La roadmap additata si dipana all’insegna di una raccomandazione dal tenore imperativo: “Non possiamo permetterci ritardi, nè incertezze”. Non rientra nello stile del Presidente il tono di rimbrotto o rampogna, riscontrabile invece all’indirizzo dei partiti nel discorso di Napolitano; tuttavia in questi passaggi si ritrova il richiamo stentoreo ad una assunzione di responsabilità collettiva, affinchè non si disperdano occasioni irripetibili di riscatto, dopo decenni di mancata crescita economica, ristagno sociale e da ultimo crisi sanitaria senza precedenti nel secondo dopoguerra.

“Questa ripresa, per consolidarsi e non risultare effimera, ha bisogno di progettualità, innovazione, investimenti nel capitale sociale, di un vero e proprio salto di efficienza del sistema-Paese…….Un’Italia che sappia superare il declino demografico a cui L’Europa sembra condannata”. Dopo l’appello al rilancio del processo di costruzione europea ed all’indefettibile apporto alla Conferenza sul futuro del vecchio continente, il Presidente sprona i popoli della UE alla consapevolezza del ruolo di sostegno ed implementazione dei processi di stabilizzazione e di pace “nel martoriato panorama mediterraneo e medio-orientale”.

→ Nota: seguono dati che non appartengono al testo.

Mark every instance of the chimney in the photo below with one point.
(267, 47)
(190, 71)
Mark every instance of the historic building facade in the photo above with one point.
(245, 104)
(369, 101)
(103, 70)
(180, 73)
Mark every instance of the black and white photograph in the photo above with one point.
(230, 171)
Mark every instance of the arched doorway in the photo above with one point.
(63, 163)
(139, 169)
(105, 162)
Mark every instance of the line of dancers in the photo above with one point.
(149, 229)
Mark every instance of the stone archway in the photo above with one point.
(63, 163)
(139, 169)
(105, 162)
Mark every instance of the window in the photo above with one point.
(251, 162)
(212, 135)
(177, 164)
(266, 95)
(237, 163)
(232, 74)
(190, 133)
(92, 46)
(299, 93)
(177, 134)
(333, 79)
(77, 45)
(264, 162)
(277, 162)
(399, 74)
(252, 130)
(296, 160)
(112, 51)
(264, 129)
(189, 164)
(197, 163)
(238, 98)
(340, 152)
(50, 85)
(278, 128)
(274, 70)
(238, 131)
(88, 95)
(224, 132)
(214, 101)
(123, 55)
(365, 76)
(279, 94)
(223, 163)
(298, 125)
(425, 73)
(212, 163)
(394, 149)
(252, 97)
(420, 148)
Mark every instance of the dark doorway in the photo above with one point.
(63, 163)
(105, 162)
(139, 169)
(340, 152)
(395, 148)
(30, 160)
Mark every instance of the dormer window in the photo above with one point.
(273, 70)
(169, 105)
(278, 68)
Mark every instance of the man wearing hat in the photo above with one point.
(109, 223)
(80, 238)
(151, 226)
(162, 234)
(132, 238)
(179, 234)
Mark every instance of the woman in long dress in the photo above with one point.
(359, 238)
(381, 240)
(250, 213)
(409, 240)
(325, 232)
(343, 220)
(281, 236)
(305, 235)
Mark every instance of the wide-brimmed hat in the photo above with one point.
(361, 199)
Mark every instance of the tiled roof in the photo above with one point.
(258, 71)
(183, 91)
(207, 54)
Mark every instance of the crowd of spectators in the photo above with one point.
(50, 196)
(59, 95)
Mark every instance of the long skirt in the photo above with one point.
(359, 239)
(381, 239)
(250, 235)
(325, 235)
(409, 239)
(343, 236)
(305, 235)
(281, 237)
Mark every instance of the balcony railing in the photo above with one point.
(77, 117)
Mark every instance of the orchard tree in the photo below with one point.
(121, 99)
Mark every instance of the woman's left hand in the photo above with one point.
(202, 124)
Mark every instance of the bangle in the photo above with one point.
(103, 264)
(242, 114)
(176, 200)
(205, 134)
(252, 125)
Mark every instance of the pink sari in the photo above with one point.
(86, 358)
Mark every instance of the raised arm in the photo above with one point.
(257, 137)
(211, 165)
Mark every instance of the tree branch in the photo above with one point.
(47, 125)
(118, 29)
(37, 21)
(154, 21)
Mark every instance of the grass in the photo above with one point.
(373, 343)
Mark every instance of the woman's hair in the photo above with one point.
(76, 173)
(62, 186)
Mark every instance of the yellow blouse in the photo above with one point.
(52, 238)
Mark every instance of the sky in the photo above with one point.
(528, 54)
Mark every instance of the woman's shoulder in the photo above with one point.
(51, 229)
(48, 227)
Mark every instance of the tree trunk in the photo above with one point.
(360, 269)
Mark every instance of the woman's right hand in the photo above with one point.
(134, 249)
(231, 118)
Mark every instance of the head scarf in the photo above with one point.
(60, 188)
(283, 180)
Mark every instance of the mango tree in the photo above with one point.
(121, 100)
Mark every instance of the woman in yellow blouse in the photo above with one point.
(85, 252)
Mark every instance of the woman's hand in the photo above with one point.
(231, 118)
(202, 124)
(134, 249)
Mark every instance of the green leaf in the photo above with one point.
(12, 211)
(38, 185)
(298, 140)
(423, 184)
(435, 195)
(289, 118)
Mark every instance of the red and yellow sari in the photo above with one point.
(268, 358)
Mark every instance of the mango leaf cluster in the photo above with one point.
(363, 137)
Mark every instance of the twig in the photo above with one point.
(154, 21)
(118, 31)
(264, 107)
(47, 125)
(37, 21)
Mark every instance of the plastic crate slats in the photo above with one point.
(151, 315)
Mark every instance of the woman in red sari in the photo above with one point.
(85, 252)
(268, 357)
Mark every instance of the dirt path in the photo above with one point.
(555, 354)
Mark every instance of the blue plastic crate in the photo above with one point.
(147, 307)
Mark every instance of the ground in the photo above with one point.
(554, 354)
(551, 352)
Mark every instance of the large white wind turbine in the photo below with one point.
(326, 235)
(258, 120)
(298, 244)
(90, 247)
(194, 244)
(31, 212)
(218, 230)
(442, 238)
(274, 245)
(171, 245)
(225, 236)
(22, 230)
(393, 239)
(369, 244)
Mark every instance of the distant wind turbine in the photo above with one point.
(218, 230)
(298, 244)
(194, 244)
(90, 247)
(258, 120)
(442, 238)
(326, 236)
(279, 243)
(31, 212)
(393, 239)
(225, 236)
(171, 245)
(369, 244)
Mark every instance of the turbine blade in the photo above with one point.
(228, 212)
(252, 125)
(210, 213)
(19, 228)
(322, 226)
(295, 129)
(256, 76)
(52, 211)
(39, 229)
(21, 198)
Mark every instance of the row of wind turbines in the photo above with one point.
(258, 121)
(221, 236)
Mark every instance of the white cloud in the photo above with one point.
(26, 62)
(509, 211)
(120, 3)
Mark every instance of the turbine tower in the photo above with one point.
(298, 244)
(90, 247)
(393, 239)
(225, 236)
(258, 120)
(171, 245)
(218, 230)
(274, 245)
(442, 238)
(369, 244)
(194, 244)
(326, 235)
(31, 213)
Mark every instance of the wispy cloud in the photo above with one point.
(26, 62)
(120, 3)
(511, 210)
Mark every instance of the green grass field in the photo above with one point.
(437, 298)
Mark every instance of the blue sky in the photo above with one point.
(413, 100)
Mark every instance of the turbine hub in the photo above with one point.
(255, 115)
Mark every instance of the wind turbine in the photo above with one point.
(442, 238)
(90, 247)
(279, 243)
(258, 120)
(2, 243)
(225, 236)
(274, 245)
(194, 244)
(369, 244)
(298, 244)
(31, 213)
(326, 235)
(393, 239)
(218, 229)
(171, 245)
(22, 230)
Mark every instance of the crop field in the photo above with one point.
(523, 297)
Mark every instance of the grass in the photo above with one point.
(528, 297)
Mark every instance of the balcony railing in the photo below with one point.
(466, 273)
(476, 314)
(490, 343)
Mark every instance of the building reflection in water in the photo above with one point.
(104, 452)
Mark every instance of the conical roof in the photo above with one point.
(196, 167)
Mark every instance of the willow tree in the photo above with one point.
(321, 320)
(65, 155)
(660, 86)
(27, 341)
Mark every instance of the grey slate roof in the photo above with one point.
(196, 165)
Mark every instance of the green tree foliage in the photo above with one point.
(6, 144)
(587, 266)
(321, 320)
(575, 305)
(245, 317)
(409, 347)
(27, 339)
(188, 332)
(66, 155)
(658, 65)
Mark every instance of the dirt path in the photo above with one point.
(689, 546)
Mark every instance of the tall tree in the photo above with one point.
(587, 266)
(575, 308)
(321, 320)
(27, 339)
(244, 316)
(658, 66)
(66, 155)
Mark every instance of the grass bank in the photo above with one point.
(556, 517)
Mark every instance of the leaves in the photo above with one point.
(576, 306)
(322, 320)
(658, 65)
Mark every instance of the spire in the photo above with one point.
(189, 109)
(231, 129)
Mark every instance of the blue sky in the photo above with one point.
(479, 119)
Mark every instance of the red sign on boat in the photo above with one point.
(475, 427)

Una attenta riflessione si deve prestare al cuore del discorso incentrato “sul funzionamento della nostra democrazia……un’autentica democrazia prevede il doveroso rispetto delle regole di formazione delle decisioni, discussione, partecipazione….occorre evitare che i problemi trovino soluzione senza l’intervento delle istituzioni a tutela dell’interesse generale ….vanno tenute unite due esigenze irrinunciabili; rispetto dei percorsi di garanzia democratica e tempestivita delle decisioni. Per questo è cruciale il ruolo del Parlamento, come luogo della partecipazione….senza partiti coinvolgenti, così come senza corpi sociali intermedi la democrazia è asfittica, quindi bisogna favorire una stagione di rinnovata partecipazione, in primis dei giovani“

Tuttavia la auspicata riattivazione del circuito virtuoso della rappresentanza politica, nel contesto di una rinnovata stagione di partecipazione popolare, potrebbe ridursi a mero espediente retorico, a raffronto della percentuale di partecipazione all’elezione suppletiva per il collegio di Roma 1, dopo l’ascesa al Campidoglio on.le Roberto Gualtieri.

Rammentando il pensiero di uno dei più disincantati teorici della scienza politico-sociologica contemporanea, possiamo citare che:” Se negli ultimi decenni la democrazia si è indebolita, ciò non significa che viviamo in società predemocratiche o non democratiche. Le conquiste della democrazia hanno lasciato una importantissima eredità di pratiche, atteggiamenti, valori e istituzioni….Tuttavia nella postdemocrazia è proprio la sopravvivenza delle istituzioni e delle consuetudini democratiche a impedirci di vedere quanto si sia indebolita la democrazia: le sue istituzioni e consuetudini sopravvivono, ma l’energia reale del sistema politico è ormai nelle mani di una ristretta elite di politici e ricchi capitani d’industria, ed è sui desideri di questi ultimi che la politica tende a orientarsi sempre più“;

I problemi della regolamentazione bancaria internazionale, dell’evasione fiscale, della concorrenza sulla tassazione delle imprese e dei rischi ambientali possono essere risolti solo con frontiere nazionaliermetiche (cosa impossibile) o con istituzioni transnazionali. Perciò la democrazia si trova tra l’incudine e il martello: non si può tornare al mondo precedente la globalizzazione,ma la globalizzazione ci spinge senza dubbio verso condizioni politiche di estrema debolezza della democrazia“ (Colin CROUCH, Combattere la Postdemocrazia, Laterza, Bari 2020, rispettivamente pgg. 5 – 99)

Si è inagurato il settennato bis del Presidente Mattarella all’insegna di grandi attese e rinnovate speranze, ma le ragioni di debolezza della democrazia restano intatte ed il nodo del degrado del circuito culturale (università, mass-media, etc.) rimane tutto da affrontare e lungi dal poter esser agevolmente risolto nel breve periodo.